Hi @hengyuan-hu , any new causes for memory leak from your investigation? Thanks a lot!
Btw, just noticed an one-line bug here : https://github.com/facebookresearch/hanabi_SAD/blob/master/pyhanabi/eval.py#L23, assert agents is None or runnes is None
to assert agents is None or runners is None
Thanks for the catch. I still don't know the reason yet. I have been playing with some re-structuring to reduce number of unnecessary tensor creations but have not find a solution.
Hi @hengyuan-hu ,
Did you find the fix for this? I must admit that it really gets in the way of running many experiments :(
Have you tried disable evaluation all together? i.e. comment out the code between https://github.com/facebookresearch/hanabi_SAD/blob/502d6a7a52028511704c944dffe1945194e10c3a/pyhanabi/selfplay.py#L254 and https://github.com/facebookresearch/hanabi_SAD/blob/502d6a7a52028511704c944dffe1945194e10c3a/pyhanabi/selfplay.py#L280
I tried and it seems that the memory usage is much more stable. My log looks like this:
available: 487.312 GB, used: 13.205 GB, free: 71.491 GB
available: 458.186 GB, used: 42.330 GB, free: 42.365 GB
available: 444.263 GB, used: 56.253 GB, free: 28.442 GB
available: 442.553 GB, used: 57.964 GB, free: 26.732 GB
available: 439.811 GB, used: 60.706 GB, free: 23.990 GB
available: 437.909 GB, used: 62.607 GB, free: 22.088 GB
available: 435.967 GB, used: 64.550 GB, free: 20.146 GB
available: 434.478 GB, used: 66.039 GB, free: 18.657 GB
available: 433.859 GB, used: 66.658 GB, free: 18.038 GB
available: 430.868 GB, used: 69.648 GB, free: 15.047 GB
available: 427.315 GB, used: 73.202 GB, free: 11.493 GB
available: 426.282 GB, used: 74.234 GB, free: 10.461 GB
available: 425.921 GB, used: 74.596 GB, free: 10.099 GB
available: 425.675 GB, used: 74.842 GB, free: 9.853 GB
available: 425.534 GB, used: 74.983 GB, free: 9.712 GB
available: 425.296 GB, used: 75.220 GB, free: 9.475 GB
available: 425.184 GB, used: 75.333 GB, free: 9.362 GB
available: 425.143 GB, used: 75.374 GB, free: 9.321 GB
available: 425.053 GB, used: 75.464 GB, free: 9.231 GB
available: 424.898 GB, used: 75.618 GB, free: 9.076 GB
available: 424.827 GB, used: 75.689 GB, free: 9.005 GB
available: 424.831 GB, used: 75.685 GB, free: 9.009 GB
available: 424.790 GB, used: 75.727 GB, free: 8.968 GB
available: 424.838 GB, used: 75.679 GB, free: 9.016 GB
available: 424.841 GB, used: 75.675 GB, free: 9.019 GB
available: 424.835 GB, used: 75.681 GB, free: 9.013 GB
There are 1000 gradient steps between each line.

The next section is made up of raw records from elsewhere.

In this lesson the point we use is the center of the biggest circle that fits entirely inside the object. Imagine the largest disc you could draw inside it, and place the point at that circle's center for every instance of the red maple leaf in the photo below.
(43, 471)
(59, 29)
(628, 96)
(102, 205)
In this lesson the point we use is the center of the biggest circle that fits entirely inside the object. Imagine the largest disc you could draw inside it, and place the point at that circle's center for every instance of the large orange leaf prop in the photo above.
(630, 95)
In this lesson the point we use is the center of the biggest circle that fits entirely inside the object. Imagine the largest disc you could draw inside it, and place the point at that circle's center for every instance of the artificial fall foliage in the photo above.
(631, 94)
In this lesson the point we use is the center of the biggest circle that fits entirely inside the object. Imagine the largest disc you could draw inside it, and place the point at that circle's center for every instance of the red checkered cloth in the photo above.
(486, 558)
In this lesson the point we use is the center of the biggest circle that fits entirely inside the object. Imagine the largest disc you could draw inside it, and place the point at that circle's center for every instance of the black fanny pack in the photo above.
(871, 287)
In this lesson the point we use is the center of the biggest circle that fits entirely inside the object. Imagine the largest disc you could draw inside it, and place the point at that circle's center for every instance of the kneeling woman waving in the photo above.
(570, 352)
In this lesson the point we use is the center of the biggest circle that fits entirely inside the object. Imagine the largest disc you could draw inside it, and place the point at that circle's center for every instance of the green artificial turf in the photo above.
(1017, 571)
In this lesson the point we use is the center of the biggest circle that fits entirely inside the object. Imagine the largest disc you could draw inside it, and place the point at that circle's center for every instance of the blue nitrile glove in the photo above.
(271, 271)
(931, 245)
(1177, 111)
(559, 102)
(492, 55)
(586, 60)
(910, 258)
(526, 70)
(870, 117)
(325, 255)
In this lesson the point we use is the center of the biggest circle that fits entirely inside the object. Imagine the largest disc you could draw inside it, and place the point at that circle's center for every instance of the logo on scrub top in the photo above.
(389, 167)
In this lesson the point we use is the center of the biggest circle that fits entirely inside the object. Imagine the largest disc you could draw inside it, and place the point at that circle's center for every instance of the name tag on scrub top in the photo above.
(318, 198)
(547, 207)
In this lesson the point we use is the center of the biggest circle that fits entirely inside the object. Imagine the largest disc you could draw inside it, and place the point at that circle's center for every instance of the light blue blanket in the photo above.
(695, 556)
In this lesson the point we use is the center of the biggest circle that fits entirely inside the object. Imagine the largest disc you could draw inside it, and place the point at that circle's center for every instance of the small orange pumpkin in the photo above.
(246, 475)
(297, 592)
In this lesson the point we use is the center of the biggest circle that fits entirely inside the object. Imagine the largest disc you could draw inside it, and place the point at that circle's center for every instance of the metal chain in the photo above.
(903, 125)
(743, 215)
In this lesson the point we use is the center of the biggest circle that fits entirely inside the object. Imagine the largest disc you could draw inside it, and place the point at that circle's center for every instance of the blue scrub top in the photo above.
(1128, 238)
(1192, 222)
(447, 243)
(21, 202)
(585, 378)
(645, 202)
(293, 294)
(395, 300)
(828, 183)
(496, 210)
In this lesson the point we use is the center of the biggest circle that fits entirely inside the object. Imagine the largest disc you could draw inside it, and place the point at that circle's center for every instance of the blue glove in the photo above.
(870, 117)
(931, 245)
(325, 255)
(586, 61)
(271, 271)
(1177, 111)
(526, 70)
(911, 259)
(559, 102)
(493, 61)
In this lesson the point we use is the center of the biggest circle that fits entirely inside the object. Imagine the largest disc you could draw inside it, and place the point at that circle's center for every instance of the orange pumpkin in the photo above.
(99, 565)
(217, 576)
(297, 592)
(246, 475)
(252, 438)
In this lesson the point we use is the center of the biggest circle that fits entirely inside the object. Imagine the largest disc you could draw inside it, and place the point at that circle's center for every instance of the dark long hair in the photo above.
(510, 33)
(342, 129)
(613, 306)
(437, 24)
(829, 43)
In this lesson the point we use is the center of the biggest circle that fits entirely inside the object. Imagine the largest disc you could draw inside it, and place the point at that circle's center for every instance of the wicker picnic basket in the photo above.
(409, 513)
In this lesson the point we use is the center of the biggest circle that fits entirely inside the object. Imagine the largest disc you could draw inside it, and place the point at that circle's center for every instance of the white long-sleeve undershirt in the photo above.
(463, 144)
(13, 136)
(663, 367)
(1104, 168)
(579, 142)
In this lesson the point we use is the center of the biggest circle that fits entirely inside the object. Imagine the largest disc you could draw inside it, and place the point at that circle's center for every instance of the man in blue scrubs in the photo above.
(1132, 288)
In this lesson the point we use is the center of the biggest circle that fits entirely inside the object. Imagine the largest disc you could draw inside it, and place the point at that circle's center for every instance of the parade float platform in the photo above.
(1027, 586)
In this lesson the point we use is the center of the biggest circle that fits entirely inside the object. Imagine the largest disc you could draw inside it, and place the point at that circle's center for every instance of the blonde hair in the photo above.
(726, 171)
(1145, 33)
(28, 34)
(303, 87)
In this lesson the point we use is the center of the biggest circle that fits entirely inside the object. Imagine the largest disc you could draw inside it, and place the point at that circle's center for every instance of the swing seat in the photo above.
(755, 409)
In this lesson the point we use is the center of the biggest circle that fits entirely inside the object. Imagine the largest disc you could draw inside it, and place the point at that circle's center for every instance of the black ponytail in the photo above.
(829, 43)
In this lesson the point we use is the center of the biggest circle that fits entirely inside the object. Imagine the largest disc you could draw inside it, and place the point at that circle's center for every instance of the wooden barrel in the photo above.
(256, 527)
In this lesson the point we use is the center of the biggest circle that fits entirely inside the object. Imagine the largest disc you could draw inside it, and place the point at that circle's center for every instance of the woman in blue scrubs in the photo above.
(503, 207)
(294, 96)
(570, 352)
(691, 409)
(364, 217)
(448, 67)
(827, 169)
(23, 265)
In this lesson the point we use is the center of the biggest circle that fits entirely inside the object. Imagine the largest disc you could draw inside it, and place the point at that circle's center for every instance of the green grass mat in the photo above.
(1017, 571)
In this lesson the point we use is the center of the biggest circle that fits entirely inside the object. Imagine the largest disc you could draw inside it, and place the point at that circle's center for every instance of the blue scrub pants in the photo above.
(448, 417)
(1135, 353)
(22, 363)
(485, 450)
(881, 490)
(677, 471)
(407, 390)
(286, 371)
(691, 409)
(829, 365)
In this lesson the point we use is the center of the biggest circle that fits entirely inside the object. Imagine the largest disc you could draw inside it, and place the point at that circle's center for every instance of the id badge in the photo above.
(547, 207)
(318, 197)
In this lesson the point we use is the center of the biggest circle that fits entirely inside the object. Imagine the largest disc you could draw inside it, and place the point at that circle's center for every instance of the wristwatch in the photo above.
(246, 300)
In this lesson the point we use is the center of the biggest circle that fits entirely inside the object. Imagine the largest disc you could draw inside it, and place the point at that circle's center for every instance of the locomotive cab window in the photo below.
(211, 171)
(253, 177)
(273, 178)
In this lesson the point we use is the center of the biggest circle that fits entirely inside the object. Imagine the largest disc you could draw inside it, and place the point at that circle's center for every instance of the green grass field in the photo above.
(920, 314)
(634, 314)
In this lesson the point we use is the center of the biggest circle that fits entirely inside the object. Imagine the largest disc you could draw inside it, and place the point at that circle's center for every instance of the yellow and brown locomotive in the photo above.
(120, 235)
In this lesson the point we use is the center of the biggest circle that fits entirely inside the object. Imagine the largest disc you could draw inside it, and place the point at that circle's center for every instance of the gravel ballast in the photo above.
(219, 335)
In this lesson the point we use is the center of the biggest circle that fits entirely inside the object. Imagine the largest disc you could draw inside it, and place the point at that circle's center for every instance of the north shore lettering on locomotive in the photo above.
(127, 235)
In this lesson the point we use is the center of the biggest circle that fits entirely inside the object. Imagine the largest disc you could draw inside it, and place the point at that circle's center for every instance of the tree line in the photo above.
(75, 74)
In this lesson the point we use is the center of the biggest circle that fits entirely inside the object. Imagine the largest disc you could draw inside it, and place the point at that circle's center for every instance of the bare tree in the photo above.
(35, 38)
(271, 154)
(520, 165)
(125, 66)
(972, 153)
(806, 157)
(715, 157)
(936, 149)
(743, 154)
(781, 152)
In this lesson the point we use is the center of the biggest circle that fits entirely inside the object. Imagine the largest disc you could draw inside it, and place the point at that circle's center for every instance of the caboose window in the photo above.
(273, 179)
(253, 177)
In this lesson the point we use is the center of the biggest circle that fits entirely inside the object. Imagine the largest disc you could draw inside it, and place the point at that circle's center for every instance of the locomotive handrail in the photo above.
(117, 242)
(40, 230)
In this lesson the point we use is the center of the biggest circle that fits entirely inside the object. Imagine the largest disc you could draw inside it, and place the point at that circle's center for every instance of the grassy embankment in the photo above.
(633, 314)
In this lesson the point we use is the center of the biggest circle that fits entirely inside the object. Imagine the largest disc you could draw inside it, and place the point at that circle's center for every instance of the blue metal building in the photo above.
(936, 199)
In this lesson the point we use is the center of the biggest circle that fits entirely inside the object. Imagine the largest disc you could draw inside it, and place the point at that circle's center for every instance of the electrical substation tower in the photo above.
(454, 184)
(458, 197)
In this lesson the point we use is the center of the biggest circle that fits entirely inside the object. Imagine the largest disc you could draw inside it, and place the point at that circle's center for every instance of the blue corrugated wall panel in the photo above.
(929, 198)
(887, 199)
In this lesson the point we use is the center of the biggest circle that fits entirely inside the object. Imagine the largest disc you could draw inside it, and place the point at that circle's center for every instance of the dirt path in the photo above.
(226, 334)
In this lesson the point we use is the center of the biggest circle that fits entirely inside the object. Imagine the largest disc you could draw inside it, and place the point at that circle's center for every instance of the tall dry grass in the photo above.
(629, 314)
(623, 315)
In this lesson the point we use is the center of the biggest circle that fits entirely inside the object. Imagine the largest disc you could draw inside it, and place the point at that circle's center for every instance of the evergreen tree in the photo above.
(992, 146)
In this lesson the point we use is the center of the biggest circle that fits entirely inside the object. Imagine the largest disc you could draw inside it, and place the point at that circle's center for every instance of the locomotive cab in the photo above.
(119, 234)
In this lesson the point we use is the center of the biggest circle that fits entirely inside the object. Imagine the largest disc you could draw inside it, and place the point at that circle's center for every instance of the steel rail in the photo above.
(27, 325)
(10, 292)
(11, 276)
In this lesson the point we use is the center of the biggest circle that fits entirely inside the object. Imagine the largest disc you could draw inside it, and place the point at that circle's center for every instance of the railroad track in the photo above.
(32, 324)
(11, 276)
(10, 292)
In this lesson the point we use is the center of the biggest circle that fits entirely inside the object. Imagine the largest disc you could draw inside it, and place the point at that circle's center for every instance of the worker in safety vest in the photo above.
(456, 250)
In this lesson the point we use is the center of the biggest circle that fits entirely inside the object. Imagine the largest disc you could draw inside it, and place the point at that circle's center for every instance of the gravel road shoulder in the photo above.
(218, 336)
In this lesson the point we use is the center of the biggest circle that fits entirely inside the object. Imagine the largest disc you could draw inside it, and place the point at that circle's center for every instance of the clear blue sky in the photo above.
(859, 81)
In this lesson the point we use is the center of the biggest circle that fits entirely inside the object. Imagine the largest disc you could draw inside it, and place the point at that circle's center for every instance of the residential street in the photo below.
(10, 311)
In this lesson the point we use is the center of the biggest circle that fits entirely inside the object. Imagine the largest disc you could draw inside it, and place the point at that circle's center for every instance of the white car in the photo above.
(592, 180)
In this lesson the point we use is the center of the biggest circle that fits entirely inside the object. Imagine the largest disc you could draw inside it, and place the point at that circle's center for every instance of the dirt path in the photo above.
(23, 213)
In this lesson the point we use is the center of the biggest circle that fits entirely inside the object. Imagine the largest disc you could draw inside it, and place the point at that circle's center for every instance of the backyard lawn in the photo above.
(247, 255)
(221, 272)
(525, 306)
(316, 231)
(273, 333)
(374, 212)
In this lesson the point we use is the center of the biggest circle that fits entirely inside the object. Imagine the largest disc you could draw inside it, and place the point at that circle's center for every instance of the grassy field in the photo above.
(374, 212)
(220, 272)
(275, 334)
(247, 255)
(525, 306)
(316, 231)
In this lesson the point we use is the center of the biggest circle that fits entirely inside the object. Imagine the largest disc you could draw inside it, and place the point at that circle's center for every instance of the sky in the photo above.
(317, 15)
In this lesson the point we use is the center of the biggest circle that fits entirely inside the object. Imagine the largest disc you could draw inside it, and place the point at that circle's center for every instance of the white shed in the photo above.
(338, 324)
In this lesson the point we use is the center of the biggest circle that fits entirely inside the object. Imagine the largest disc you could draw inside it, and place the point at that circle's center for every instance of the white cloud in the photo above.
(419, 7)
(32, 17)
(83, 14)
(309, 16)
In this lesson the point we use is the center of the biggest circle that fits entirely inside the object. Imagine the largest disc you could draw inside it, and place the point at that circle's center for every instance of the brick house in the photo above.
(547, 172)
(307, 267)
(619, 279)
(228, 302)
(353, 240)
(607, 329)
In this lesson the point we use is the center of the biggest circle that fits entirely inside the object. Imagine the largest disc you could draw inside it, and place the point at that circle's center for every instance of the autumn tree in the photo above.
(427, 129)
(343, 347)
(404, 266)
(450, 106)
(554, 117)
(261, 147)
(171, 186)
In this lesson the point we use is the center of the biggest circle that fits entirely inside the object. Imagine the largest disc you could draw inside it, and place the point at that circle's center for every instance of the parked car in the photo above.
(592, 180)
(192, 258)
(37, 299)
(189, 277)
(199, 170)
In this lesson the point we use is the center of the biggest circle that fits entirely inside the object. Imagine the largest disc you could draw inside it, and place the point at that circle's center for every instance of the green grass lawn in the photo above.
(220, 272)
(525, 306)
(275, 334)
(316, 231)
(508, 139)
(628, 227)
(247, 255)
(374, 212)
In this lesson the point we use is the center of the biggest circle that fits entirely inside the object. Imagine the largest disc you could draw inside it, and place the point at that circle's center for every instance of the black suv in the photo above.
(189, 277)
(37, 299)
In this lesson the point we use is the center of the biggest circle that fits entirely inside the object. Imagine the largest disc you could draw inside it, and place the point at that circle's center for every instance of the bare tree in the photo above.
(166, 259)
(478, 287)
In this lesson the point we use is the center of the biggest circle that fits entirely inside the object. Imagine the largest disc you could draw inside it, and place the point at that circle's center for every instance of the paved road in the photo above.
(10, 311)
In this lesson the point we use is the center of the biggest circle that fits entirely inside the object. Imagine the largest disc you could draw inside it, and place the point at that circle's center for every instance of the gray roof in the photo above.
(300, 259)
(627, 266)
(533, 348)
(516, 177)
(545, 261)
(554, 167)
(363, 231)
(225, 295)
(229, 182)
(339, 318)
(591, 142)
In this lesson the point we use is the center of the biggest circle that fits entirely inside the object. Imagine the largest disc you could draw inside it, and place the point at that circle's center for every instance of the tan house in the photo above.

I don't have a better fix for the evaluation for now. But I would suggest disable evaluation at training time, save models per 1K gradient steps and have another script just to evaluate all the models.
That's a good suggestion, let me try that out :)
Hello, Thanks a lot for updating the installation process. I am able to successfully build it. However, when I run
dev.sh
, my job gets killed after some epochs. I made sure that I have 2 gpus, I added cuda:0 and cuda:1 to the script, and I addedexport OMP_NUM_THREADS=1
as well. But the log is still like this:It seems there is a memory leakage somewhere because free memory is reduced quickly after every epoch. Any idea what could be the reason? Thanks in advance for your help.